Compound interest is something that nobody wants to pay. It’s tempting to pay off your credit card debt in full to avoid nasty interest rates – but can you really afford it? Emergency savings, after all, are to be spent during emergencies. So, is it OK to pay off your credit card debt with your emergency savings?
This is the exact question that a TwoCents reader asked:
“I have $2000 credit card debt at 6.9% and $4000 in savings. Should I just pay off my credit card debt in full, or continue to make payments every month and build up my savings account more? I own a home and am worried about having extra cash on hand in case something breaks.”

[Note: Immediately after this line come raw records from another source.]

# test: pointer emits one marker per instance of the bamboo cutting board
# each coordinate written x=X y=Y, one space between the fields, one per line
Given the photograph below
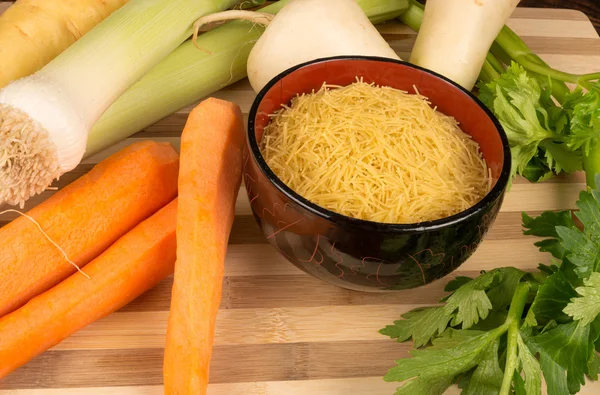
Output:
x=280 y=331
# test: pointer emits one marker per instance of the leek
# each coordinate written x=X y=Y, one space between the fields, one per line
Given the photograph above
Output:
x=45 y=118
x=189 y=74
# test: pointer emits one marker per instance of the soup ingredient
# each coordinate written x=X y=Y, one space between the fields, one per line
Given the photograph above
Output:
x=84 y=219
x=211 y=172
x=45 y=118
x=188 y=74
x=455 y=36
x=375 y=153
x=520 y=325
x=306 y=30
x=33 y=32
x=134 y=264
x=551 y=129
x=340 y=27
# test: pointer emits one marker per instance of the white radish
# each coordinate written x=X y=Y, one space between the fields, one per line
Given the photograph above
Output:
x=306 y=30
x=456 y=35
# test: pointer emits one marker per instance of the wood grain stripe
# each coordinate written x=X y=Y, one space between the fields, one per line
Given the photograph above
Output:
x=362 y=386
x=230 y=364
x=244 y=326
x=348 y=386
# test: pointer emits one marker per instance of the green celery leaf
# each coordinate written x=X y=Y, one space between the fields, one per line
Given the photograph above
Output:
x=420 y=324
x=451 y=337
x=584 y=110
x=531 y=369
x=537 y=170
x=487 y=377
x=444 y=362
x=429 y=386
x=586 y=307
x=519 y=384
x=594 y=366
x=470 y=301
x=595 y=333
x=507 y=280
x=456 y=283
x=462 y=380
x=517 y=101
x=560 y=158
x=569 y=346
x=555 y=376
x=582 y=251
x=495 y=318
x=589 y=212
x=545 y=224
x=552 y=297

Some financial experts offered up their advice to this particular reader. But, if you want personalized advice it’s best to talk to a financial planner.
Make Short-Term Sacrifices
Patricia Stallworth, a money coach and host of the Minding Your Money 360 podcast explains, “Given the amount of the debt and savings you have, I would not recommend that use your savings to pay off your credit card debt in full.”
“Doing so would severely reduce your savings and leave you vulnerable if you had an emergency,” she continues.
Instead, Stallworth recommends stopping using your credit card until your debt is under control. Just make sure to pay back more than the minimum credit card payment. It’s a great idea to increase your cash flow with a side-gig, or hold back on your spending for a few months.
“In this case, $200 a month would pay off this debt in less than a year,” she says. “You have an opportunity to eliminate your debt and keep your savings, and you can do it in short order. But it may require some diligence and determination on your part.”
Attack Your Debt
The national average credit card rate tops 16% APR, so 6.9% is fairly low, as is $2,000 in debt. Certified financial planner, Ilene Davis, suggests a similar approach though she suggests a more aggressive tactic for attacking the debt.
“What I would recommend to this client is to buy nothing that is not ‘life critical’ until the debt is gone, and then pay $150 per week before spending money on anything other than bills and basic necessities,” says Davis. “The debt would be gone in four months, and if this person is wise, they will then invest at least $100 of that $150 to start building wealth while having $50 per week to spend on more fun stuff.”
By keeping your emergency fund intact you’ll remain better equipped for possible future home emergencies.